The Intervention Objection

The key to curing addiction is to arrest it, to stop the addict from using. Your view says that addicts fail to be able to exert normal self-control capacities and are ashamed of both this fact and the fact that they are failing to live a good human life. But you also acknowledge that knowing or experiencing this and also desiring to stop is normally not enough to stop. For this we are working toward pharmacological interventions that help addicts stop using, which is a necessary condition for any and all further healing. There are drugs that make the alcoholic sick if she uses, and others that mitigate the effects of cocaine and opiates. Eventually, work in genetics will yield simple interventions that adjust genes for those predisposed, and so on. If you think these interventions are already working, or might work, to arrest addiction, then you acknowledge that brain or genes cause of addiction.


The first part of the objection is not an objection to the view. I have said exactly nothing about opposing any and all therapeutic techniques that are helpful to the addict. If various kinds of psychopharmacological interventions can help without comparable costs, then, good, use them. But do not make the mistake of thinking that in locating an intervention site that one has identified the cause. Also beware the related mistake (sometimes made by psychoanalysis) that the root cause must be treated to arrest an ailment. First, many things are fixed without fixing what caused the breakdown. The weather caused the bicycle chain to rust. I clean the chain and oil it. I fix the bike but have done nothing to the weather. On the other side, we need to beware mono-causal thinking. The pragmatics of causal talk makes it sensible to say such things as the rock broke the window. But really the rock only broke the window because it, the window, had a certain density and brittleness (if it had been shatterproof, no breakage). And the window broke only because the boy threw the rock, and he threw it only because he was angry, and so on. No rock, no broken window; no angry boy, no broken window. The best analysis of causation in the philosophy of science says that the total cause of Θ is the set of events and processes (α, β, γ, δ … ω) such that if (counterfactually) anyone of them were different Θ would not have occurred as it is (32). And so it is with addiction. Take away the family that thinks adult drunkenness or drug use is amusing and some “addicts” never become one, take away the hopelessness of some urban environments and the rate of addiction will go down, and so on for genetic predispositions, etc. The first point is that many interventions do treat or require treating causes, and in so far as it is wise to treat a cause (or constituent or effect) of some disorder, and such intervention is effective, this should be applauded. But it is not at the same time any evidence at all that the cause has been found. It is rare for any phenomena that there is any such thing as the cause. Genes are causal factors in addiction, brains are causal factors, and families are causal factors. But invariably using a fair amount of some substance is a causal contributor to addiction, and this social practice – drinking, snorting, and mainlining – is not in the genes or the head.

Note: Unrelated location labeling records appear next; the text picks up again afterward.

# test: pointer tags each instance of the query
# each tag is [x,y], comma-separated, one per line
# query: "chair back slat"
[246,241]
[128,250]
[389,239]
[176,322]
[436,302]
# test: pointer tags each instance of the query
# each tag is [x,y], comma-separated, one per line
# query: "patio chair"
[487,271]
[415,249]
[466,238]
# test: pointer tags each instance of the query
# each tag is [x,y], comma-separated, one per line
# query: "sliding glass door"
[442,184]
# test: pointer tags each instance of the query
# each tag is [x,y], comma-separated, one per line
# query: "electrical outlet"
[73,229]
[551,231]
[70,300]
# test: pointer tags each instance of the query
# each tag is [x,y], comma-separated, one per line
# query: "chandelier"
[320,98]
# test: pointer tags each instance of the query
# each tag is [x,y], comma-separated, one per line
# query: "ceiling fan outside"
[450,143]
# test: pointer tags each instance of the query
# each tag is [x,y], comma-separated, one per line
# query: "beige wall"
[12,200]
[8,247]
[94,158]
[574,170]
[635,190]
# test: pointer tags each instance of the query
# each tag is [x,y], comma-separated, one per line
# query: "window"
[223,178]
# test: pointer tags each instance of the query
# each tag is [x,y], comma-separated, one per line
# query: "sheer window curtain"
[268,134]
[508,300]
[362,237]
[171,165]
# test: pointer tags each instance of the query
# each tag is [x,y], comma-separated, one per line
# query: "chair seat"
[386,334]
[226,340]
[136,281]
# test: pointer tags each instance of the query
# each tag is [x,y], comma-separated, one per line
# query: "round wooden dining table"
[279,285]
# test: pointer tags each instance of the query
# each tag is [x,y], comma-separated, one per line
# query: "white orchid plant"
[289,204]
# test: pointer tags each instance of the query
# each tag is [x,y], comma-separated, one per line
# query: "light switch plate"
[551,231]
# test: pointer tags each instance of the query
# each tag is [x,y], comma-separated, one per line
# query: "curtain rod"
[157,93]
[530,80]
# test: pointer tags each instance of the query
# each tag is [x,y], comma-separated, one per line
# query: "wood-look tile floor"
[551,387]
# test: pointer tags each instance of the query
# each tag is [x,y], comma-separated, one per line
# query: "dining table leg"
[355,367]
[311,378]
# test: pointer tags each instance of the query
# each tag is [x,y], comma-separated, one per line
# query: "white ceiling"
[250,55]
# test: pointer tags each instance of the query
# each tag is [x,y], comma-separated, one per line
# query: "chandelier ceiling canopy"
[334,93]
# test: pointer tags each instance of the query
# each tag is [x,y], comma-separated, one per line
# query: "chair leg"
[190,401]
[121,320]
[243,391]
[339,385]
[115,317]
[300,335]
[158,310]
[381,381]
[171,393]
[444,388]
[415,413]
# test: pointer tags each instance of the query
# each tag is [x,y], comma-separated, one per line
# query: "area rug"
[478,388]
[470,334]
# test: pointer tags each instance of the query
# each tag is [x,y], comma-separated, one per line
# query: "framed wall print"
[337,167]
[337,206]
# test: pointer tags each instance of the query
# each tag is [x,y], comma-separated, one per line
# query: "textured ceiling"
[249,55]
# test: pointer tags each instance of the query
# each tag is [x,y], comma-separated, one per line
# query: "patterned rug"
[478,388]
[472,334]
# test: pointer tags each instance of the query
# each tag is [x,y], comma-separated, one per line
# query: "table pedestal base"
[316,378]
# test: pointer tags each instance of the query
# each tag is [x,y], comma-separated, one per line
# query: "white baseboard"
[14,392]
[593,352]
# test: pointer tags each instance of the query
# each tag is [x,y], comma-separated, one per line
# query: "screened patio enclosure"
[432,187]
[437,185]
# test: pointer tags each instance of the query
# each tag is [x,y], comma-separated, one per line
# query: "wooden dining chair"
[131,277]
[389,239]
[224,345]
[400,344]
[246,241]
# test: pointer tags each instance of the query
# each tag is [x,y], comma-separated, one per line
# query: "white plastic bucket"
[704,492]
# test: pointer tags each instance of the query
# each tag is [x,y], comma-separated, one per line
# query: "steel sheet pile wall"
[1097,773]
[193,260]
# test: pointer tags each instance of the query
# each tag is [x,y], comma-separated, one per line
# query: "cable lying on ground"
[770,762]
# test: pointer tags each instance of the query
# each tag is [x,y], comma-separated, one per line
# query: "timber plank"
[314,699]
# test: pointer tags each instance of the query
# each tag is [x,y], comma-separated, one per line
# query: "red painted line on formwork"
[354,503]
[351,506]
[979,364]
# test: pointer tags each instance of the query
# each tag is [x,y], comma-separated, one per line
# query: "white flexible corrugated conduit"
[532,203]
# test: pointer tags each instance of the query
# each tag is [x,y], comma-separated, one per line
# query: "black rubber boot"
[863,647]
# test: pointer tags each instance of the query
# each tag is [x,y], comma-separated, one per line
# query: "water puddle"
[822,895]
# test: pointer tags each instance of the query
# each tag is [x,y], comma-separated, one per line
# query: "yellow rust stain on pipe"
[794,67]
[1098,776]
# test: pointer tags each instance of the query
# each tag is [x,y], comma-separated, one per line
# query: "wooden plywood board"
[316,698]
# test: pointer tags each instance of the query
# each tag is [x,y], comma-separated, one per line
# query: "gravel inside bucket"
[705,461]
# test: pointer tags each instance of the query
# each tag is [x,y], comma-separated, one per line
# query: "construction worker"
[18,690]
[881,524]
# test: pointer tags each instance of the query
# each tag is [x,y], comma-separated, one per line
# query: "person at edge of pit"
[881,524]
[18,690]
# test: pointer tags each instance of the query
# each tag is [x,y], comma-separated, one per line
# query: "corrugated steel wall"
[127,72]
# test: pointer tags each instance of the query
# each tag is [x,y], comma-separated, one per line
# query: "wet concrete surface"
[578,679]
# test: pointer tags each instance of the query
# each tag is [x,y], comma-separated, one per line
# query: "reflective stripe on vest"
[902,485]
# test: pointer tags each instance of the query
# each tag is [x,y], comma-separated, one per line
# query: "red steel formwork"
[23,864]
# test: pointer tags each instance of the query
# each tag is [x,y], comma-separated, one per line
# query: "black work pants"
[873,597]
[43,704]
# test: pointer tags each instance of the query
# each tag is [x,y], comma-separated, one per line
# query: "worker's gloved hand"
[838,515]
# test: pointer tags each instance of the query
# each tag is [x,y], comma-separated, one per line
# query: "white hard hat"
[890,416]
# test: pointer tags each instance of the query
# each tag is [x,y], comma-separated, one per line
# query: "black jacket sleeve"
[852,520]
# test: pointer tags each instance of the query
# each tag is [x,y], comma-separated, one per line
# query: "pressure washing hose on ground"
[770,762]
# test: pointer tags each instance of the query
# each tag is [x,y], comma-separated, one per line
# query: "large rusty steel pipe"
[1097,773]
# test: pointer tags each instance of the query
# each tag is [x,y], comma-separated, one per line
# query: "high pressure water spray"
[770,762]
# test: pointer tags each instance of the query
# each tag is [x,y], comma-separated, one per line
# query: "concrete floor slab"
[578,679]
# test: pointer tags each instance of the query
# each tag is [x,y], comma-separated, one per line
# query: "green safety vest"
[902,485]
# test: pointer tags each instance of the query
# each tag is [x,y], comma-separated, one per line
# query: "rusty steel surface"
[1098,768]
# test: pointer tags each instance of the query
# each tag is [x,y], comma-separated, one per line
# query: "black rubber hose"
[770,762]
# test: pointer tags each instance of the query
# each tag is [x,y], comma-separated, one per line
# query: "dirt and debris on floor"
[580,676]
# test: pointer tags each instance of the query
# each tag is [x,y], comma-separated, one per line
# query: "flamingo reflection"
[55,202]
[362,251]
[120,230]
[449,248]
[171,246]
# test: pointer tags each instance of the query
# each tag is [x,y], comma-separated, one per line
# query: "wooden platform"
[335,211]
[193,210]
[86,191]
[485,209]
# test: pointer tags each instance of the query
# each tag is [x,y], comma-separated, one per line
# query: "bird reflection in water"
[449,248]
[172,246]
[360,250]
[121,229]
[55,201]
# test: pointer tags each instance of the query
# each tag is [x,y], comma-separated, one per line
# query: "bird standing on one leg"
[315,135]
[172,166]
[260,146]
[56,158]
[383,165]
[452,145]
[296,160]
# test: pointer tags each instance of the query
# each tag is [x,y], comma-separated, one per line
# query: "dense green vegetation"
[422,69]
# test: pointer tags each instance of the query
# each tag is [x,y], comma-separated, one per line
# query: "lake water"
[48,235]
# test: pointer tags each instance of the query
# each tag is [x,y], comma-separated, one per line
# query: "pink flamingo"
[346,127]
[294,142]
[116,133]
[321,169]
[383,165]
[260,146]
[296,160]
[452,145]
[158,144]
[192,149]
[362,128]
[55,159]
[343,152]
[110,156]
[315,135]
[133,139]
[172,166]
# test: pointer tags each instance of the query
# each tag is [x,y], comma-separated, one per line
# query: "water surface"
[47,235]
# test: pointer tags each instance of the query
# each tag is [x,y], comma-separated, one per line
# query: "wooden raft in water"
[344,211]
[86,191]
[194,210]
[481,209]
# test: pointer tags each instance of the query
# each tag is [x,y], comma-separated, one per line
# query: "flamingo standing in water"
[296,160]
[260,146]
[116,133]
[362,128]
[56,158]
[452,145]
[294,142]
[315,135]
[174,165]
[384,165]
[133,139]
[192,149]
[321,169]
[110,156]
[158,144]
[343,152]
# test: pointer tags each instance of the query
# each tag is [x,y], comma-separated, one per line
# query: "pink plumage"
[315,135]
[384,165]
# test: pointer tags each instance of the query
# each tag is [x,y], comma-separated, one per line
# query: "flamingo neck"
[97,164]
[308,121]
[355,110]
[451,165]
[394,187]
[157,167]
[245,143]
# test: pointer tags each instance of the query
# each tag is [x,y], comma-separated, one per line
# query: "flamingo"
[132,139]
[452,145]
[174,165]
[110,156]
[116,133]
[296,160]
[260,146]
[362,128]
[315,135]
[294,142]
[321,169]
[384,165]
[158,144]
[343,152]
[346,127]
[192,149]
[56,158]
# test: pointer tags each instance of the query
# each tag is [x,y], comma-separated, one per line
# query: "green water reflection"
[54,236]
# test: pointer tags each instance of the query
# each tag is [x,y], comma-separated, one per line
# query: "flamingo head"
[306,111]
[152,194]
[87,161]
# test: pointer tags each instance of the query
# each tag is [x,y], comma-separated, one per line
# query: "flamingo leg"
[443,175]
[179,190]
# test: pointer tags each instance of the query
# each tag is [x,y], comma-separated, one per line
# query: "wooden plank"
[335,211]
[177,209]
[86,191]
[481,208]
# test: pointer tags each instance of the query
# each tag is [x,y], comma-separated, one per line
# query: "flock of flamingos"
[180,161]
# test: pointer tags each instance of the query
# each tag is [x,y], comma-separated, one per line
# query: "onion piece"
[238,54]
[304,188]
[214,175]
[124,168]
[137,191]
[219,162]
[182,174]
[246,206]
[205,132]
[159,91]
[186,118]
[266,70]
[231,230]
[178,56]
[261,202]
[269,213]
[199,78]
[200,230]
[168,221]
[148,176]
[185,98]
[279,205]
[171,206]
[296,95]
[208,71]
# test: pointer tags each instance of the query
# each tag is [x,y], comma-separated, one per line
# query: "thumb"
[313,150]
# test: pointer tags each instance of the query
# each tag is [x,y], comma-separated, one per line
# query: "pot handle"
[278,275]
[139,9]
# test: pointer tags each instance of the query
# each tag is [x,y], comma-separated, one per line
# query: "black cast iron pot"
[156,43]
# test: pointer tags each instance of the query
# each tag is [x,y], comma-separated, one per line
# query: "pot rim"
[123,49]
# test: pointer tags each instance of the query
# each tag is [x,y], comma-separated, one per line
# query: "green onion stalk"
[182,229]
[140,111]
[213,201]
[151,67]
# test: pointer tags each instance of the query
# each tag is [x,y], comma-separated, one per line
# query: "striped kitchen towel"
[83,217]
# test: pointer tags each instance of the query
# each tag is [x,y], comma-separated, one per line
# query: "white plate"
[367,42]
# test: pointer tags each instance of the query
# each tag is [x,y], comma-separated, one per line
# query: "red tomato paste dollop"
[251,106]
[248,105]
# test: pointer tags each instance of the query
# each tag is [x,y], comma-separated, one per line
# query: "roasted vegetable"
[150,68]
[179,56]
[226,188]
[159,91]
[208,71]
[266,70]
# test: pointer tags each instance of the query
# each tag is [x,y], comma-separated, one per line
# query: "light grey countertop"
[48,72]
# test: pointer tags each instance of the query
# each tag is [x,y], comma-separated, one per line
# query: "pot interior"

Objection: Re-Moralizing Addiction

Fourth and finally, it will be objected that the appeal to the shame of addiction reintroduces the idea that addiction is a moral failing.


This is a simplistic and mistaken objection. Addiction is a normative disorder, a twin normative disorder that involves shame at one’s own survey, first because one is not an effective agent in relation to the Substance and cannot reliably do what one judges best, and second, because one is messing up one’s life because of one’s relation to the Substance. These are normal responses by the addict to his own realistic assessment of his plight. It is an interesting and important question whether an addict can take or adopt an “objective attitude” toward himself. It seems often to occur to some imperfect extent, and insofar as it does happen it may well prepare the person for self-forgiveness, and for reclamation of self-esteem and self-respect. There can be shame without blame. We acknowledge this when we say of the addict or the way he lives that “it” is “a shame.” Or to put the matter another way: guilt is anger turned inward and normally involves blame. Shame involves disappointment at self, but need not involve anger at self. Anger can immobilize; but shame can and often does motivate a change in direction, a search for a way to overcome his extraordinarily destructive relation to the Substance. As for others, knowledge is power, and the more that is know about the nature, causes, and multifarious trajectories of addiction, the more reasons others have to treat addicts as special cases, not as suffering an ordinary physical disease, but also not as fully effective agents, as worthy of sympathy and compassion because they suffer the shame of addiction. My recommendation is to accept that addiction just is a normative disorder, while at the same time not moralizing it.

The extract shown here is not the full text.